От нее Уэллс узнал, что его старинный соперник и бывший друг Максим Горький умер и Мура была с ним в то время.
«Она помогала за ним ухаживать, оставалась с ним до конца, когда он уже был без сознания (она мне описывала это его состояние); что-то непонятное делала с его бумагами, выполняла давным-давно данное ему обещание. Вероятно, там были документы, которым не следовало попадать в руки ОГПУ, и Мура спрятала их в надежное место. Вероятно, она кое-что знала и пообещала никому об этом не говорить. И я уверен, что она сдержала обещание. В таких делах Мура кремень!» — записывал позднее Уэллс.
Блажен, кто верует, тепло ему на свете…
С другой стороны, в наивной, почти детской доверчивости Эйч-Джи была именно что детская всепобедительная мудрость:
«Природа не позаботилась о каком-нибудь утешении для своих созданий — после того, как они послужили ее неясным целям. Нет в жизни человека последнего этапа, отмеченного истинным счастьем. Если мы в нем нуждаемся, мы должны сотворить его сами. Я все еще готов лелеять эту призрачную надежду…
Мура — та женщина, которую я действительно люблю. Я люблю ее голос, ее присутствие, ее силу и ее слабости. Я люблю ее больше всего на свете. И так и будет до самой смерти. Нет мне спасения от ее улыбки и голоса, от вспышек благородства и чарующей нежности, как нет мне спасения от моего диабета и эмфиземы легких. Моя поджелудочная железа не такова, как ей положено быть; вот и Мура тоже. И та и другая — мои неотъемлемые части, и ничего тут не поделаешь…»
Да, так оно и было до самой его смерти, и Эйч-Джи умер на руках возлюбленной женщины.
Умер и Брюс.
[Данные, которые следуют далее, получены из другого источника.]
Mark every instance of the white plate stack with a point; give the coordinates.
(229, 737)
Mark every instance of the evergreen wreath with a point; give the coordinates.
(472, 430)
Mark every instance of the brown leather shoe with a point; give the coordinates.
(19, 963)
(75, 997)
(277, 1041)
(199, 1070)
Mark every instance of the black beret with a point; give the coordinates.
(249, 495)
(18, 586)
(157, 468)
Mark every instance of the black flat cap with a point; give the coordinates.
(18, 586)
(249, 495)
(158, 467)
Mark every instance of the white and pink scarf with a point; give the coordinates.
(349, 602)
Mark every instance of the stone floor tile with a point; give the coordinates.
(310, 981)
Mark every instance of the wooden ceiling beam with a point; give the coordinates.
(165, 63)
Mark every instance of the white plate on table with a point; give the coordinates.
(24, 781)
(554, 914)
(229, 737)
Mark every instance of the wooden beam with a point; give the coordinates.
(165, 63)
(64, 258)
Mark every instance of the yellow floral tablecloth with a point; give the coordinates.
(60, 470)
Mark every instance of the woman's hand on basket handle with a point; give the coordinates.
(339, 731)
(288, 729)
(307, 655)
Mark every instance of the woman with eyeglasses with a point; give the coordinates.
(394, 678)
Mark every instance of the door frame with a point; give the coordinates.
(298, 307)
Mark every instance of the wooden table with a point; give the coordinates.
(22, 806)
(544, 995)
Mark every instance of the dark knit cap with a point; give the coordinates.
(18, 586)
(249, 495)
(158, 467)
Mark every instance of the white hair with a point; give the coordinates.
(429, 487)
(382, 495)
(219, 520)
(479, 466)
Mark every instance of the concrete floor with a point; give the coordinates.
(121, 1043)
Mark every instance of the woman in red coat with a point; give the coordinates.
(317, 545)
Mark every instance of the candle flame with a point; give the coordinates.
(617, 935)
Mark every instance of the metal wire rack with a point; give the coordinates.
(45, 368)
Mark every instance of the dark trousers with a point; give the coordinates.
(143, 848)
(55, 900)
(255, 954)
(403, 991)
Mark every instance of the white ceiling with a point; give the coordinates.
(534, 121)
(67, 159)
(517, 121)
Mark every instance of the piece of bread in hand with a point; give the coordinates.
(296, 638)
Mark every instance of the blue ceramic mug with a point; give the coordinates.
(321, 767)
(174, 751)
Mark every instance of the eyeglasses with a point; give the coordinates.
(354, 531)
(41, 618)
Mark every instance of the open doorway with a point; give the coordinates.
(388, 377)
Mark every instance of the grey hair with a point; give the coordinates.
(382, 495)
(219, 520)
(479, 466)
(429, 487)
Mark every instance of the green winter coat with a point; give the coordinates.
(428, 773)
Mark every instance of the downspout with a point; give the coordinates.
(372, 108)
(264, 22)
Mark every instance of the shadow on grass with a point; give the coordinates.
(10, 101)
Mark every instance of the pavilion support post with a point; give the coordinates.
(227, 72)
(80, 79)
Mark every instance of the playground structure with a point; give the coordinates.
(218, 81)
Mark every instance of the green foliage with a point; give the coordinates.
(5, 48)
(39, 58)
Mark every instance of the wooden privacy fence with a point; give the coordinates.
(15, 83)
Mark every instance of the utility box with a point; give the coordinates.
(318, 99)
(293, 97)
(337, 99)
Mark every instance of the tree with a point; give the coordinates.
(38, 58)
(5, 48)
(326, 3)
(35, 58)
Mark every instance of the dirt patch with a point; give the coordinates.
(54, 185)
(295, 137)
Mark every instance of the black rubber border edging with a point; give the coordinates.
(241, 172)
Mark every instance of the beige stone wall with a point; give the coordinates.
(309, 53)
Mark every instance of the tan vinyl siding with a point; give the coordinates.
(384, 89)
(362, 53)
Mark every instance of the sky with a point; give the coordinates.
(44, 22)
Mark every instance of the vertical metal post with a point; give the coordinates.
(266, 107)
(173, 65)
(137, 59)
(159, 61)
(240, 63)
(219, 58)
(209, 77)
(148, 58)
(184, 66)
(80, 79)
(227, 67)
И Горький. И Петерс. И даже — страшно подумать, не то что сказать! — даже Сталин умер. Ох, Мура умудрилась пережить столько народу, столько народу! А сама дожила до восьмидесяти трех лет.
Последние годы своей жизни она практически не выходила из дому, с удовольствием пила, ела, с удовольствием принимала визитеров. Уэллс оставил ей сто тысяч фунтов, а впрочем, у нее и без этого были неплохие деньги.